Closed-loop supply chain networks are gaining research popularity due to environmental, economic and social concerns. Such networks are primarily designed to overcome carbon footprints and to retrieve end of life products from customers. This study considers a multi echelon closed-loop supply chain in the presence of machine disruption. A multi-objective model is presented to optimize the total cost, the total time and emissions in a closed-loop supply chain network. The aim is to analyze the trade-off between the objectives of cost, time, and emissions and how these decisions are impacted by the selection of different available machines. A number of solution approaches are tested on a case study from the tire industry. The results suggest the improved performance of the hybrid heuristic and the importance of controlling disruption in a closed-loop supply chain network. Furthermore, there is a trade-off between the different objective functions which can help the decision maker to choose a particular solution according to the preference of an organization.

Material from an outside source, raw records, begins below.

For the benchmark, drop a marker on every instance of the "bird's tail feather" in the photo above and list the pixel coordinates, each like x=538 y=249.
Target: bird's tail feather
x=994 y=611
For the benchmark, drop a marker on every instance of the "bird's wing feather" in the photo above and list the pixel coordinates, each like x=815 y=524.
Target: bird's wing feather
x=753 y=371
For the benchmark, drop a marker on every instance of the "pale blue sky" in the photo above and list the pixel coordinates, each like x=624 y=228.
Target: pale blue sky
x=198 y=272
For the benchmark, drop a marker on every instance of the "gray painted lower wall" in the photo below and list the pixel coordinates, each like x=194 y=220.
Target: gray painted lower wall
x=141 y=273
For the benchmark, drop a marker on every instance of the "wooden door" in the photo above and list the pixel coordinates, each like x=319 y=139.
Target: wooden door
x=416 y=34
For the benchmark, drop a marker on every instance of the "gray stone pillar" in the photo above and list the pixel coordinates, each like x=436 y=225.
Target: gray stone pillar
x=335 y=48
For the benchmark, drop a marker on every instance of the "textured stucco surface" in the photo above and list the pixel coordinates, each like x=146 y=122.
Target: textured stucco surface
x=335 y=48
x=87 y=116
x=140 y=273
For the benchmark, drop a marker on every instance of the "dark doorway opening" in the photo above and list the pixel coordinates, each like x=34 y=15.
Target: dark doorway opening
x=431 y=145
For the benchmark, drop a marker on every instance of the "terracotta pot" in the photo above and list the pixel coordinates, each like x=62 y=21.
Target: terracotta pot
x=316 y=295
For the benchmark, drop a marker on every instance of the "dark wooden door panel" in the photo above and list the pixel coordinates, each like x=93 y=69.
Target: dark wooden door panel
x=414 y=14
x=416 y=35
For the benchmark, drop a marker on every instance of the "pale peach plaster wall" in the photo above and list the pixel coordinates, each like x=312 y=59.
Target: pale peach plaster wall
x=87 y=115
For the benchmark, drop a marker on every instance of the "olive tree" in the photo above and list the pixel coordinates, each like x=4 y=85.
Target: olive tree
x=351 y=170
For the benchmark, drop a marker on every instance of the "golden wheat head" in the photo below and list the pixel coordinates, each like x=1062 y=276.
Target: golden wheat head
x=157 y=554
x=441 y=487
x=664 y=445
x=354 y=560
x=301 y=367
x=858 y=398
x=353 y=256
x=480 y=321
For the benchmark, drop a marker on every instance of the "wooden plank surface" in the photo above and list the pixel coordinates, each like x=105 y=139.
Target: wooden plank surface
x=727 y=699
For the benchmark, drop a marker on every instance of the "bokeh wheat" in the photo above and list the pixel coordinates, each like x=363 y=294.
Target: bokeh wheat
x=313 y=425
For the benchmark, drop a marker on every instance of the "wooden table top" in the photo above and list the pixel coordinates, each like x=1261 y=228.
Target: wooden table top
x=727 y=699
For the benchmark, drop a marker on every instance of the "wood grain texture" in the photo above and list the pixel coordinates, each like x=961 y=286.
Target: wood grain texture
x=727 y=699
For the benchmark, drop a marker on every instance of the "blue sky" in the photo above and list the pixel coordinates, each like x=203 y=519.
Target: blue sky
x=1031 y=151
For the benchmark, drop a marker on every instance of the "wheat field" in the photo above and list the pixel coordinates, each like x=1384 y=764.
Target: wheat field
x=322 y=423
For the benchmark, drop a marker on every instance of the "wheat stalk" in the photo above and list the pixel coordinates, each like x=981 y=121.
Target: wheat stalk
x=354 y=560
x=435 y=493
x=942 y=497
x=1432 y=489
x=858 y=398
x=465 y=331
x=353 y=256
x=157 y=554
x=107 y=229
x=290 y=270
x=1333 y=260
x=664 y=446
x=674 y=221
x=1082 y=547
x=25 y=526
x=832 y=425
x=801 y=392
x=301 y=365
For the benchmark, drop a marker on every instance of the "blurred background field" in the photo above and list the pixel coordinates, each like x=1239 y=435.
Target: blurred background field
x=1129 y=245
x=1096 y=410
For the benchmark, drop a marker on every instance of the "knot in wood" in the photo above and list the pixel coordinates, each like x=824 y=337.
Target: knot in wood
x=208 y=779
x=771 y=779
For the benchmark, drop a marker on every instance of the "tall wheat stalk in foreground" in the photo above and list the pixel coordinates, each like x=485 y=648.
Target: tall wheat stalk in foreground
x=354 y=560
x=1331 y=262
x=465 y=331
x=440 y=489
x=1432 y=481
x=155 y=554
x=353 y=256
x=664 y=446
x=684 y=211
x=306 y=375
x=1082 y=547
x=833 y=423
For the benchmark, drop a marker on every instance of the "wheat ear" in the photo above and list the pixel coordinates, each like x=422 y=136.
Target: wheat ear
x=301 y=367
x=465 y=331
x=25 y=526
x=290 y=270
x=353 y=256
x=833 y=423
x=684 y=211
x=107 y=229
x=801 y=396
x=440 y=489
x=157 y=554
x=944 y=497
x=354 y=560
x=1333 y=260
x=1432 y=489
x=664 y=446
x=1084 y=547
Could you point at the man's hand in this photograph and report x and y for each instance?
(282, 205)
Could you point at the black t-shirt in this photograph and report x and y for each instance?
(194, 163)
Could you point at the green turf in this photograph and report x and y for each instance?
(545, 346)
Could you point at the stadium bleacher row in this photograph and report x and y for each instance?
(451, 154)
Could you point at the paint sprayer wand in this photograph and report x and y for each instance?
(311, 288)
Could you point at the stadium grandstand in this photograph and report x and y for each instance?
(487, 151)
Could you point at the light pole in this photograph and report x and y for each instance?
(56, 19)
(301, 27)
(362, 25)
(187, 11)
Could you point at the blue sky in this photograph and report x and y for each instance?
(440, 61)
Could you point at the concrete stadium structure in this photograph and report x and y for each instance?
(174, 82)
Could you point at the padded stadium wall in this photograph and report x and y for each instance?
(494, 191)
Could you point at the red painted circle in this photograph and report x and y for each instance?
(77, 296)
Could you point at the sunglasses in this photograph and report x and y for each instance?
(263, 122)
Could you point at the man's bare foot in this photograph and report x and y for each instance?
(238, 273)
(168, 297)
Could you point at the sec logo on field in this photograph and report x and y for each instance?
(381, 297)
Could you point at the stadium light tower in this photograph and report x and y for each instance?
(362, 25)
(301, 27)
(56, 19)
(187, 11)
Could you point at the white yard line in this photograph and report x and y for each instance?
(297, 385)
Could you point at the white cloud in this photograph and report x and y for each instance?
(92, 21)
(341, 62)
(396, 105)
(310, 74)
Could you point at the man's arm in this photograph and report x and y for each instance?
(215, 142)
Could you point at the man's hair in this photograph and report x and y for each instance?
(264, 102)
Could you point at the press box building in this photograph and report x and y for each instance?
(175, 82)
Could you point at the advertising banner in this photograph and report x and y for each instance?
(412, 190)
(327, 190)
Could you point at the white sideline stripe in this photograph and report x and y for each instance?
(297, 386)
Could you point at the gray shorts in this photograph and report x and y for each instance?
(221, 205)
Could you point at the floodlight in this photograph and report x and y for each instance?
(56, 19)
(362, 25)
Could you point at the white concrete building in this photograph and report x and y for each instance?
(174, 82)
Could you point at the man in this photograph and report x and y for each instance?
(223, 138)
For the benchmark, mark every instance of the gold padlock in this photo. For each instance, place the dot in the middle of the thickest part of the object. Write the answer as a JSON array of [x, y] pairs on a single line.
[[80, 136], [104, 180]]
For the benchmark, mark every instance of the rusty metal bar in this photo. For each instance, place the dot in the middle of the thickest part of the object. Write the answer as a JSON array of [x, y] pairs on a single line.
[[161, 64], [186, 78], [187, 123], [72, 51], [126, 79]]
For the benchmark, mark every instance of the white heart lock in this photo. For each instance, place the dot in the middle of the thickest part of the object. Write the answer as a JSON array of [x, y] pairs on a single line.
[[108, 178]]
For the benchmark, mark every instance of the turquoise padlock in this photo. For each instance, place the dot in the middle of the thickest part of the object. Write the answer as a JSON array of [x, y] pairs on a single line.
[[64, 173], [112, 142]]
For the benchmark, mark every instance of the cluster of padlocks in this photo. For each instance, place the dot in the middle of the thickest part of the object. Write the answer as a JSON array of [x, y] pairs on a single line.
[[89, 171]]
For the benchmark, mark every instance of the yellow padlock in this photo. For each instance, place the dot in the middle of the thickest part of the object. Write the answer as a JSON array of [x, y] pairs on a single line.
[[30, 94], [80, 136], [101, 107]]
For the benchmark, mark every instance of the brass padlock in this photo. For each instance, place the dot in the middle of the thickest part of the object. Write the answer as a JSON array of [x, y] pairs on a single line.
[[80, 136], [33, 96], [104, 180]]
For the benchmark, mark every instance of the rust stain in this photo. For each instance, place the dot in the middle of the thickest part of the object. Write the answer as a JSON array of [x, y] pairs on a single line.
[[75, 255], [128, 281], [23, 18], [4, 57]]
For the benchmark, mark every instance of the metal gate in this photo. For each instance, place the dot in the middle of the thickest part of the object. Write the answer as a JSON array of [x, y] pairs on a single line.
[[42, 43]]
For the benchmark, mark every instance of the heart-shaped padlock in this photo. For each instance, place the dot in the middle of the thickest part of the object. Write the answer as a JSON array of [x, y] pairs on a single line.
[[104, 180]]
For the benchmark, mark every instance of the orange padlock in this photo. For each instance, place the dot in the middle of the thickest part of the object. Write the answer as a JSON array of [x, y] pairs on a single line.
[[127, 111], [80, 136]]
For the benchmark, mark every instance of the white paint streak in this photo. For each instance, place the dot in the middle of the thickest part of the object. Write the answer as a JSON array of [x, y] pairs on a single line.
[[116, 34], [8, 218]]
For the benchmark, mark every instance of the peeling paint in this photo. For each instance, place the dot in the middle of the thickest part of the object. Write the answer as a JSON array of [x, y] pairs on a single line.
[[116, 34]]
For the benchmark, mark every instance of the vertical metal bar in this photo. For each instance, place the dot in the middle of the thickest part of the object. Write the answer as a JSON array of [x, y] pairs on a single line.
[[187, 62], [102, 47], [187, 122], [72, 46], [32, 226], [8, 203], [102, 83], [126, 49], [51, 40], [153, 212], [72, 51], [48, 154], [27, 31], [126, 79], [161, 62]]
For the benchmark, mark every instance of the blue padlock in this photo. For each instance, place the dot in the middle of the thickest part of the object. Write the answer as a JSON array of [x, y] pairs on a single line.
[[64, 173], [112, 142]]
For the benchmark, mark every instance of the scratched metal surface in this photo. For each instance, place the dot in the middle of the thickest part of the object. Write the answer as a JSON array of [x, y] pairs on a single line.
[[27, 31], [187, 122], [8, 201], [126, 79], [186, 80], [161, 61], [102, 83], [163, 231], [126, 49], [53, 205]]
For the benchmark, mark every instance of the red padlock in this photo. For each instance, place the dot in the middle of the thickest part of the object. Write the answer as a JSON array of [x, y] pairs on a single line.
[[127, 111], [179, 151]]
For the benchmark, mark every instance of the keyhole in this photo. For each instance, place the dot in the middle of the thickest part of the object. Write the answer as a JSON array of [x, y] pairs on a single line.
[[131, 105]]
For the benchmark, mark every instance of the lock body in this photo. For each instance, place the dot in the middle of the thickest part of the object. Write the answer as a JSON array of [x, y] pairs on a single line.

Finally, conclusion and future research avenues are provided.

Suggested Citation

  • Abdul Salam Khan & Catalin Iulian Pruncu & Razaullah Khan & Khawar Naeem & Abdul Ghaffar & Pakeeza Ashraf & Shah Room, 2020. "A Trade-off Analysis of Economic and Environmental Aspects of a Disruption Based Closed-Loop Supply Chain Network," Sustainability, MDPI, vol. 12(17), pages 1-28, August.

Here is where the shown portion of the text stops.